I dont see why this could not work well? Anyone done similar?


----------



## Dave70 (26/10/12)

BenKen25 said:


> Hi all i plan on brewing a saison this weekend.



Weird kind of parallel universe thing going on here. Me to. _And_ I'm also using 3711. Chose it over 3724 so I can dump a batch of Belgian pale straight on top.


----------



## Bizier (26/10/12)

Beer4U said:


> I quite enjoy 3711, interesting comment from fents about it tasting like a wheat beer. I got comments in vicbrew from 1 judge that it was not like a saison, more of a Belgian wit.
> 
> I have 3724 on hand as well and i was thinking for the next brew i might pitch 3724 let it go for a couple of days, let the temp drop to around 25 then pitch some 3711 to finish it off.
> 
> I dont see why this could not work well? Anyone done similar?


That is what I'm doing. I've had a brew chilled to drop the 3724 for reuse as a primary strain. I will pitch 3711 today.

I like 3711 alone, but the esters from 3724 are just so gorgeous.

I've read plenty about using both in tandem. Commercial brewers do it.

For the record, I did a saison earlier in year with 3711 and it was disappointing UNTIL I worked out it was a cracking golden strong.
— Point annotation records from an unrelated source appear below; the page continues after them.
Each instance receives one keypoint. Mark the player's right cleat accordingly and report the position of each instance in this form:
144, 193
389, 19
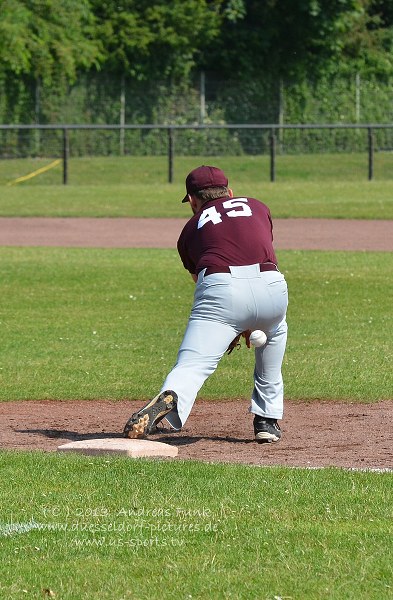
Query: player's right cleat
266, 430
145, 420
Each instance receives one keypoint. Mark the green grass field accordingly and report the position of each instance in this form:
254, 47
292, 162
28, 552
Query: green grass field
89, 323
81, 323
138, 187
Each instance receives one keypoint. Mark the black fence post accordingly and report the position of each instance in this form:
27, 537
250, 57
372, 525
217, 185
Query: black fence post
272, 156
370, 154
66, 150
170, 154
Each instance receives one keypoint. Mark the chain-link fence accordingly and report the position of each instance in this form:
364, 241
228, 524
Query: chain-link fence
368, 148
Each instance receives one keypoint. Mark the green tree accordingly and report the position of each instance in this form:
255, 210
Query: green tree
284, 39
155, 39
46, 39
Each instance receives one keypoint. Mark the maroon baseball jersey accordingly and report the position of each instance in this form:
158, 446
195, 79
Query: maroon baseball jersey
227, 232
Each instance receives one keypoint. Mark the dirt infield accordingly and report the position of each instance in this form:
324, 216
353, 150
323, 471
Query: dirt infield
314, 434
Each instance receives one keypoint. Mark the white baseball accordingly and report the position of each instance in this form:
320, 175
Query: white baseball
258, 338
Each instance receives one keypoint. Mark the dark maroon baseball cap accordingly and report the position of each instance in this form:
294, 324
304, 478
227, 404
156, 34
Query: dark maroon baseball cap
204, 177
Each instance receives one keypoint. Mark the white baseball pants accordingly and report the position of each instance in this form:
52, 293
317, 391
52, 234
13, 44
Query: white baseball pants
225, 304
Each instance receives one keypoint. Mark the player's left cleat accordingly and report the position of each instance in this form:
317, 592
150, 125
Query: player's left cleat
144, 422
266, 430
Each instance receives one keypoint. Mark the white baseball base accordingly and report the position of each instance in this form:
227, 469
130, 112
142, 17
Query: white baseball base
132, 448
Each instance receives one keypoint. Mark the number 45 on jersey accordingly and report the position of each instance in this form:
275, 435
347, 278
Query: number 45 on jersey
235, 207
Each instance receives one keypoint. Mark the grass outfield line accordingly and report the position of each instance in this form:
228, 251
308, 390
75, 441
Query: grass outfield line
89, 527
138, 187
91, 323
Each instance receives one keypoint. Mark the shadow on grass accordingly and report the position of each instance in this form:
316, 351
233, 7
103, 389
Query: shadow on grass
173, 439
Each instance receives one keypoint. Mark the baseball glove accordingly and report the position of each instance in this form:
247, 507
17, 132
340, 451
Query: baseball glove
235, 343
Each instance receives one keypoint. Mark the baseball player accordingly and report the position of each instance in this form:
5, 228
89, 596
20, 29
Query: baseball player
227, 246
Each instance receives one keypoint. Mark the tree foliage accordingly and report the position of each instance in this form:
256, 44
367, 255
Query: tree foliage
45, 38
146, 39
300, 39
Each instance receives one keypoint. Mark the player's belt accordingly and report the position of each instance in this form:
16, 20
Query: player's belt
263, 267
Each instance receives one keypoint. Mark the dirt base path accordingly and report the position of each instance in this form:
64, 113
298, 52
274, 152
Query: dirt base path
289, 234
315, 434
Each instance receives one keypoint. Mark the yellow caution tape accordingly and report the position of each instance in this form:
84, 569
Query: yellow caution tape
34, 173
That is something you can do well with this yeast.


----------



## Bizier (27/10/12)

For the record I have just got a 1.057 saison wort from harvested 3724 down to around 1.025 in around 12 hours - I think the key was a large viable pitch and 15-20 mins with a sanitary airstone. I have moved it to the attic area of the house on a 30 degree day, so I am hoping that it will finish off by itself quite shortly.

I just moved the first batch onto some 3711 and some old lambic slurry to finish the remaining 1.035, I also added 20g of untoasted American oak. The 3711 did seem to kick out some isoamyl acetate, which I did get when I brewed a saison which was more like a BGS, but I prefer the wild and funky flavours I have got from it in the past, perhaps with rougher treatment (nutrients, O2 or heat?) - My notes for a double batch indicate I fermented one part at 14C and the other at 30C, but I did not make notes on the differences. It obviously will ferment down that low though.


----------



## NDH (20/11/12)

I'm just crash chilling my French Saison now, first time I have made a saison and I have to say I'm a bit supprised. Getting very pronounced banana flavour and very litte of the spice and cloves I had mid ferment. I kept it relatively cool around the 19 degree mark for 2 weeks and got it down to 1008 but the banana is consistent with a warm fermented Hefe. I certainly see what people are saying bout mouth feel and it will be quite dry once carbed up and cold.

Curious about using some slurry for a belgian srong or something? I don't usually harvest yeast but I would like to get my money's worth with the smack pack.

cheers

NDH


----------